Tracking and versioning.
Peer approval process.
Rollback capabilities.
Better collaboration.
Unmatched flexibility and scalability.
And so much more.

Our Gitops framework allows our customers to create Kubernetes clusters on VMware Cloud Director by committing a few files that can be copied from existing clusters. The structure offers a base layer, to which a number of overlays can be added to customize clusters and their respective apps independently from each other.

You can find out more about this by looking at our Gitops-template repository, which contains the structure we use for both our customers and our own clusters.

We advise all our customers, regardless of the infrastructure provider they use, to embrace GitOps for all these reasons, and so far, the feedback has been nothing but great.

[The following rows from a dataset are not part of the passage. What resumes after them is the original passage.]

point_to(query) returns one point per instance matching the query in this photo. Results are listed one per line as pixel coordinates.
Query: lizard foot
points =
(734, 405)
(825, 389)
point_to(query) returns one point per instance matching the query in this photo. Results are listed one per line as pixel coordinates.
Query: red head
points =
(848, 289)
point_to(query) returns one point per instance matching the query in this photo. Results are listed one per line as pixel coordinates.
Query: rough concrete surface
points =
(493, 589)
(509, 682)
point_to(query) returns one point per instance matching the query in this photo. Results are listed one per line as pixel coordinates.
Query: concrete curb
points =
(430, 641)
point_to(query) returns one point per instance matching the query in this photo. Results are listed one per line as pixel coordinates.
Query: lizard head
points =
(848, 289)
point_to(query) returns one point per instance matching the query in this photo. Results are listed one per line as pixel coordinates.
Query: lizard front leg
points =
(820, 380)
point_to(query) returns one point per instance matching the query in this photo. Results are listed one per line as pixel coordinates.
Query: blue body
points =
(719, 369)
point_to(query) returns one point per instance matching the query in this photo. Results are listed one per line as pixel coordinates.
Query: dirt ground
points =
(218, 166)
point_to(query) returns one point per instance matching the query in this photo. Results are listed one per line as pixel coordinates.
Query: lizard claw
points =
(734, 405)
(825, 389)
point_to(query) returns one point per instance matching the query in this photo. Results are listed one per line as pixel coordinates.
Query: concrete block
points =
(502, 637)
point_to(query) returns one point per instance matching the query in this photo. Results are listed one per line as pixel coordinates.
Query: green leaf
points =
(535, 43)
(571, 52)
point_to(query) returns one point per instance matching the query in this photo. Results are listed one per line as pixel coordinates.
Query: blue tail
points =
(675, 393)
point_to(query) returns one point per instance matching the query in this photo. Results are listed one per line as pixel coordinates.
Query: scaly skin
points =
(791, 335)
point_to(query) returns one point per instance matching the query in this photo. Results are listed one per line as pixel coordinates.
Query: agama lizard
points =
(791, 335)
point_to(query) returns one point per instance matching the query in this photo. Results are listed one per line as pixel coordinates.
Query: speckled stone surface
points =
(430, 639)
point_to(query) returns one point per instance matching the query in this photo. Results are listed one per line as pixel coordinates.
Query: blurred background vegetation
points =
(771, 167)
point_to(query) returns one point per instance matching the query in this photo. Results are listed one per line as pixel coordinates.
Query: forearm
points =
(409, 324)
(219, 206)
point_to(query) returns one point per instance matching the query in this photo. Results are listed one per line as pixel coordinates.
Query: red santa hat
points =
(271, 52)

Through PR reviews, the customer gains peace of mind while simultaneously acquiring valuable insights when collaboration is needed for fixing or commenting.

Wrap up

We’ve been iterating our CAPVCD integration for a while now and it’s been a success marked by fine-tuning the deployment processes, upgrade procedures, and feature additions. Our customers are happy with the result and keep helping us improve the product through technical feedback and feature requests, which we enthusiastically welcome.

While we already have a solid production-ready way to manage Kubernetes on VMware Cloud Director, our roadmap is packed with cool enhancements that will keep our customers and ourselves on that upward development trend we’ve been riding for the past year and a half.